At least seven job-seekers were killed when a stampede broke out on Saturday at the national stadium in the capital Abuja, where tens of thousands turned up for a National Immigration Service (NIS) recruitment test.

Some media reports put the death toll at 20.

"We need a commitment that NIS will stop this serial killing of Nigerians," Nigeria Labour Congress deputy chairperson Issa Aremu told protesters in front of the NIS offices in the city of Kaduna, north of Abuja.

He called for the resignation of Interior Minister Abba Moro, who confirmed on Monday on public television that five women were among the seven dead and admitted the deaths were the result of "poor management of crowds".

"The most honourable thing for him is to resign," Aremu said, to cheers from the crowd.

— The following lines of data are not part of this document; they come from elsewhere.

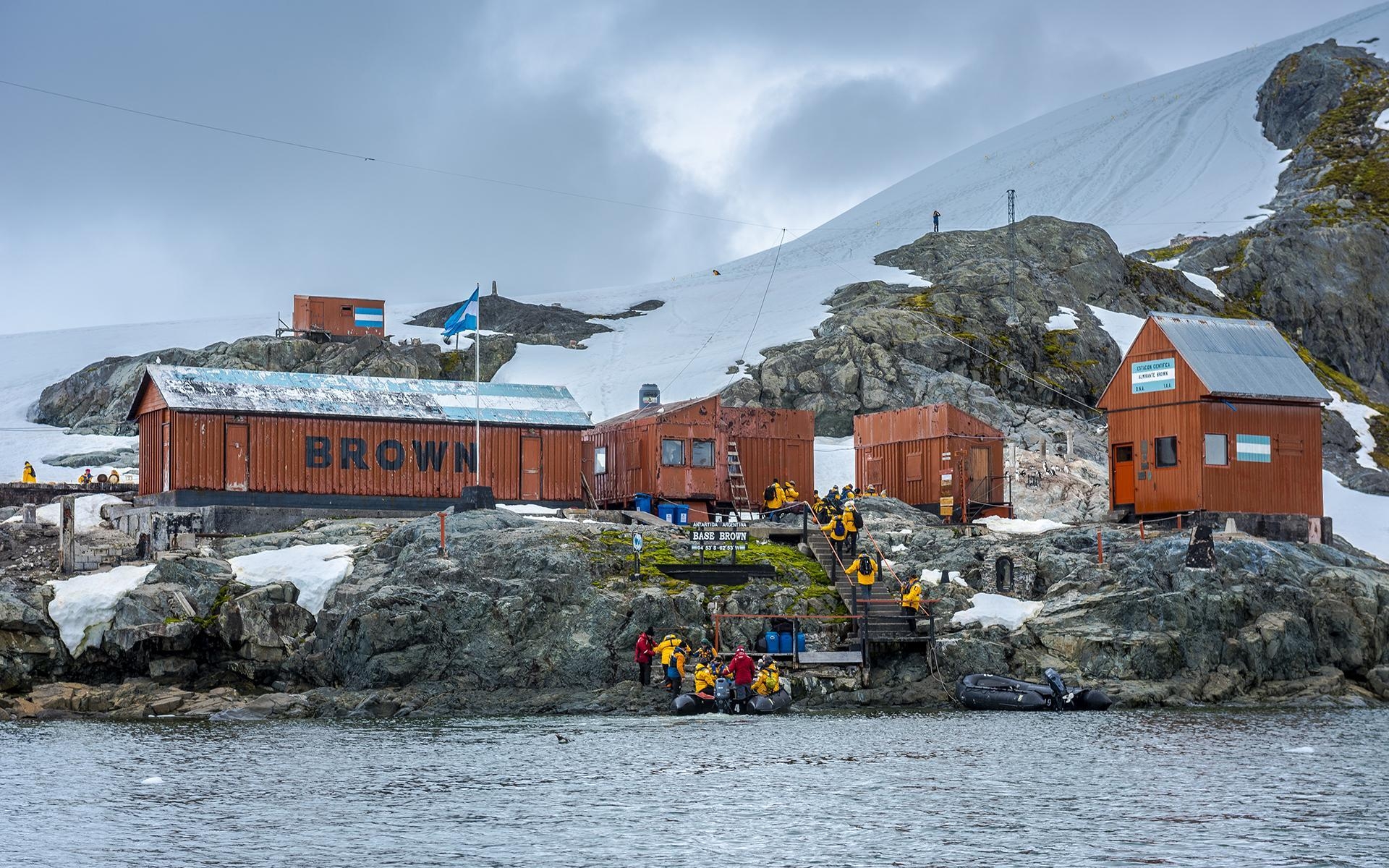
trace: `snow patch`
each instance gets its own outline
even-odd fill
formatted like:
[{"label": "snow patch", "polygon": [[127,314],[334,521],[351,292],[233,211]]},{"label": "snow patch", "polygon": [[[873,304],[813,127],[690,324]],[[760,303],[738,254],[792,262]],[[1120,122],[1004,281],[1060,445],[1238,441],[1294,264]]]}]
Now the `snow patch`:
[{"label": "snow patch", "polygon": [[299,589],[299,606],[317,615],[328,594],[351,575],[351,550],[338,543],[290,546],[243,554],[228,562],[236,581],[251,587],[293,582]]},{"label": "snow patch", "polygon": [[499,503],[499,510],[506,510],[507,512],[515,512],[517,515],[558,515],[558,510],[550,507],[542,507],[538,503]]},{"label": "snow patch", "polygon": [[826,494],[854,479],[854,439],[815,437],[815,489]]},{"label": "snow patch", "polygon": [[1051,521],[1050,518],[1003,518],[1001,515],[985,515],[983,518],[975,519],[976,524],[983,525],[993,533],[1001,533],[1004,536],[1022,536],[1032,533],[1046,533],[1047,531],[1061,531],[1072,525],[1067,525],[1058,521]]},{"label": "snow patch", "polygon": [[57,625],[69,654],[81,657],[82,651],[101,646],[101,636],[115,617],[115,604],[139,587],[151,569],[154,564],[122,564],[107,572],[49,582],[53,587],[49,618]]},{"label": "snow patch", "polygon": [[1347,489],[1331,471],[1321,472],[1321,487],[1336,536],[1389,562],[1389,497]]},{"label": "snow patch", "polygon": [[1379,411],[1374,407],[1347,401],[1335,392],[1328,392],[1328,394],[1331,394],[1328,410],[1339,412],[1340,418],[1350,422],[1350,428],[1356,432],[1356,443],[1360,446],[1360,450],[1356,453],[1356,464],[1372,471],[1379,469],[1379,465],[1370,456],[1375,449],[1375,436],[1370,433],[1370,419],[1379,415]]},{"label": "snow patch", "polygon": [[1203,275],[1203,274],[1195,274],[1195,272],[1190,272],[1190,271],[1183,271],[1182,274],[1186,275],[1188,281],[1190,281],[1192,283],[1200,286],[1201,289],[1204,289],[1206,292],[1211,293],[1213,296],[1217,296],[1220,299],[1225,297],[1225,293],[1222,293],[1220,290],[1220,286],[1215,286],[1215,281],[1211,281],[1206,275]]},{"label": "snow patch", "polygon": [[1046,331],[1049,332],[1070,332],[1078,328],[1075,325],[1075,311],[1070,307],[1056,306],[1057,312],[1051,314],[1051,318],[1046,321]]},{"label": "snow patch", "polygon": [[1006,626],[1015,631],[1022,622],[1042,611],[1042,603],[1028,603],[1003,594],[974,594],[971,607],[954,614],[950,624],[978,624],[979,626]]},{"label": "snow patch", "polygon": [[[90,533],[101,526],[101,507],[108,503],[125,503],[115,494],[86,494],[85,497],[78,497],[76,500],[76,517],[74,524],[78,533]],[[39,519],[40,525],[53,525],[54,528],[63,519],[63,506],[57,503],[50,503],[39,507],[33,511],[35,517]],[[24,515],[11,515],[6,522],[24,521]]]},{"label": "snow patch", "polygon": [[1133,340],[1138,337],[1139,329],[1143,328],[1143,317],[1107,311],[1103,307],[1095,307],[1093,304],[1086,304],[1085,307],[1090,308],[1095,318],[1100,321],[1100,328],[1108,333],[1115,344],[1118,344],[1120,356],[1126,354],[1128,349],[1133,346]]}]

Some reports said that more than half a million young graduates had applied nationwide for the NIS' 4 600 vacancies.

Unlawful deaths

Witnesses in Abuja said the stampede broke out as applicants surged towards a central stage. They said only one entrance to the 60 000-capacity stadium was open.

The sheer size of the crowds was a testament to the vast numbers of unemployed in Nigeria, most of whose 170 million citizens live on less than two dollars a day.

An estimated 37.5% of under-25s are out of work, according to the National Bureau of Statistics.

The Socio-Economic Rights and Accountability Project said on Monday it had sent a petition to the UN Secretary General Ban Ki-moon, requesting him to "publicly condemn" and refer the case to a UN rights body.

"The unlawful deaths and inhuman and degrading treatment of the job-seekers constitute violations of their rights to life, dignity and work," said SERAP, a leading Nigerian rights group.